Two well-repeated responses from the Conservative pundits (Fox News) on this:

1. All Presidents have secretly wire-tapped under the FISA Act since it was passed.

This is a partial truth that is misleading. The whole truth is that while all Presidents have used this act at one time or another, the only one to NOT go back as required by law and get the warrant from the FISA court is Bush.

2. The New York Times has "committed treason" by releasing this information (yes that's what they actually said on Fox News last night) after the President asked them not to for National Security reasons.

Actually, according to some reports, Bush's rationale to NYT publishers and others (he invited them to the White House to tell them this) for not wanting the story published was that it would be "embarrasing". This is a clear case of "bait and switch". Bush has most likely committed treason and so in usual style the conservative pundits are accusing the people who told the story of treason. This is their modus operandi and it's getting old.
Sensenbrenner's answer to why the PATRIOT Act doesn't need to be changed is always something like: No court has found that the Constitution has been violated under it, so it must be okay.... (even though people who are having their rights violated aren't even told it's happening, and even if they do find out are often under a gag order) Others are insinuating: Trust us, we would never violate your rights unless you were a bad guy, just give us the power to anyway...
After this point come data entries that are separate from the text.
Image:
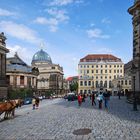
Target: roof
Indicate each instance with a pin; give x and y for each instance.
(72, 78)
(100, 57)
(41, 56)
(16, 60)
(15, 64)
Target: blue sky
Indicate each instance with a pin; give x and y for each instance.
(69, 29)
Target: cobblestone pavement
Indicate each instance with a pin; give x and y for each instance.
(57, 119)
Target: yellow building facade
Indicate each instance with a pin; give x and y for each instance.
(96, 71)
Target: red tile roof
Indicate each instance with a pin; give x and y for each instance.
(99, 57)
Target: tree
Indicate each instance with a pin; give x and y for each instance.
(74, 86)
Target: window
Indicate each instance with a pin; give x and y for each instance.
(85, 83)
(101, 83)
(125, 82)
(92, 83)
(101, 71)
(110, 84)
(105, 84)
(96, 84)
(96, 71)
(81, 83)
(89, 83)
(21, 80)
(85, 91)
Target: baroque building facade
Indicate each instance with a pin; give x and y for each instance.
(3, 51)
(135, 12)
(19, 74)
(96, 71)
(50, 78)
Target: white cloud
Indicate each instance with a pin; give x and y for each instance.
(4, 12)
(106, 20)
(19, 31)
(57, 17)
(22, 52)
(43, 20)
(96, 33)
(60, 15)
(64, 2)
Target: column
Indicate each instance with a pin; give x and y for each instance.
(0, 65)
(18, 80)
(3, 65)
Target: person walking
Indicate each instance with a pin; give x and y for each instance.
(79, 99)
(93, 99)
(33, 103)
(106, 97)
(37, 102)
(119, 95)
(100, 100)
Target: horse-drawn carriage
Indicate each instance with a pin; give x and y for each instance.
(8, 107)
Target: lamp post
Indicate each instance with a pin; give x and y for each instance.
(134, 68)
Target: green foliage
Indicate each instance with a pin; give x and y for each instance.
(20, 93)
(74, 86)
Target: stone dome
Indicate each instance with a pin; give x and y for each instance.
(41, 56)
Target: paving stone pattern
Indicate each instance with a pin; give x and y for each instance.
(57, 119)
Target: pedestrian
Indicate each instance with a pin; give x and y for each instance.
(33, 103)
(83, 97)
(100, 100)
(106, 97)
(37, 103)
(93, 99)
(119, 95)
(79, 99)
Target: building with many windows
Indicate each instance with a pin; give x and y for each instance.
(3, 51)
(19, 74)
(96, 71)
(50, 78)
(135, 12)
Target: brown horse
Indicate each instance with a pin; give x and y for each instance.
(8, 107)
(19, 102)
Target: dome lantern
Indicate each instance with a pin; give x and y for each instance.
(41, 56)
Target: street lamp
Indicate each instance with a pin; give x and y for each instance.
(134, 68)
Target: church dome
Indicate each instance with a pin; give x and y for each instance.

I don't know about you, but my level of "trust" has dropped below zero with these guys.
Since I wrote this article earlier today, I found this news report buried on UPI (it came out on Monday, the day the news stations were replaying the disasters of the year instead of the news of the day conveniently).

The headline is: Bush was denied wiretaps, bypassed them


It makes a couple of my comments above a little inaccurate. Apparently, Bush was going to the FISA court, but for the first time in the history of the court, a President was overreaching and the court was denying his requests. Rather than modifying the requests, following the law or continuing to work within the system, it now looks like he made a conscious decision to break the law...

Think about the implications of that...even typing it makes me nauseous...

Keeping up with this stuff is a chore in itself! No wonder the FISA court judge resigned in disgust last week! Who would blame him?